Rien n’est plus égoïste, en principe, que les vacances. C’est le moment où ceux qui ont les moyens d’en prendre, lâchent prise, s’occupent enfin d’eux-mêmes, et oublient les contraintes de la vie quotidienne, du travail, des transports en commun, de l’école, du bureau, de la hiérarchie, de la compétition, des angoisses du travail, de l’usine ou des champs.

Les vacanciers oublient d’autant plus ces contraintes hivernales et laborieuses qu’ils s’éloignent à ce moment de chez eux et de ceux de leurs collègues ou proches qui pourraient juger leurs comportements : Il est bien plus facile d’être impoli, vulgaire, injurieux, hautain avec des inconnus qu’on ne reverra jamais qu’avec des proches ou des collègues qu’on croisera le lendemain.

Il n’est donc pas étonnant de constater que les vacanciers respectent moins les plages, les campings, les routes, les locations, que leurs domiciles et leurs lieux de travail : on pollue plus hors de chez soi.

De même, on est moins vigilant, moins attentif aux autres quand on est en vacances. On fait plus de bruit dans un restaurant lointain que dans son quartier. On respecte moins les limitations de vitesse à mille kilomètres de chez soi que dans sa ville.

On s’intéresse aussi moins aux autres, tout occupé qu’on est à profiter de chaque instant. Je ne serai pas étonné si des statistiques démontraient un jour que la générosité à l’égard des grandes causes est moins grande en été qu’en hiver. Ni que l’été ne soit le moment de la moindre civilité à l’égard des voisins de passage, et des personnes en charge de servir dans les hôtels, les campings, les restaurants, les clubs de sport, les boîtes de nuit, les moyens de transport.

Et pourtant, cela devrait être l’inverse.

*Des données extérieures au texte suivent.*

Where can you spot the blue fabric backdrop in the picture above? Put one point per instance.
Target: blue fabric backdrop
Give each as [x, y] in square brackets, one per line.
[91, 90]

Les vacances devraient, pourraient, être, pour chacun, le moment où on renonce à la compétition, à la concurrence, aux coups bas ; le moment où on est détendu, libéré, à l’écoute, en éveil, dans une curiosité renouvelée pour les lieux et les gens, inconnus, et dont on attend, ou ne craint, rien. Le temps où on peut faire l’expérience, mieux qu’à un autre moment, de rendre service, de partager, d’accueillir, d’écouter, d’aider, de comprendre, de manifester de l’empathie pour ceux qui travaillent au succès de nos vacances ; et aussi, et peut être surtout, pour ceux qui n’ont pas les moyens d’en prendre ; en partageant avec eux le peu (ou le beaucoup) qu’on peut avoir.

Si on le faisait, ne serait-ce qu’à peine, pendant la pause estivale, on pourrait y prendre goût, et, au sortir d’un été altruiste, on se rendrait compte qu’on y a pris du plaisir, et que, même, cela fut plus efficace : on est servi plus rapidement dans un restaurant si on y est aimable ; on découvre beaucoup mieux un pays en parlant avec respect aux gens qu’on y rencontre, en toute capacité.

Les plus grands bonheurs d’une vie, les émotions les plus fortes, sont dans ces rencontres de hasard, faites pour la plupart en vacances, sans rien attendre de l’autre, sauf de prendre plaisir à faire plaisir. Sans qu’on s’en rende compte, elles structurent même un regard sur le monde ; qui peut se transformer, si on l’a bien conduit, en un amour pour l’humanité, si essentiel à sa survie.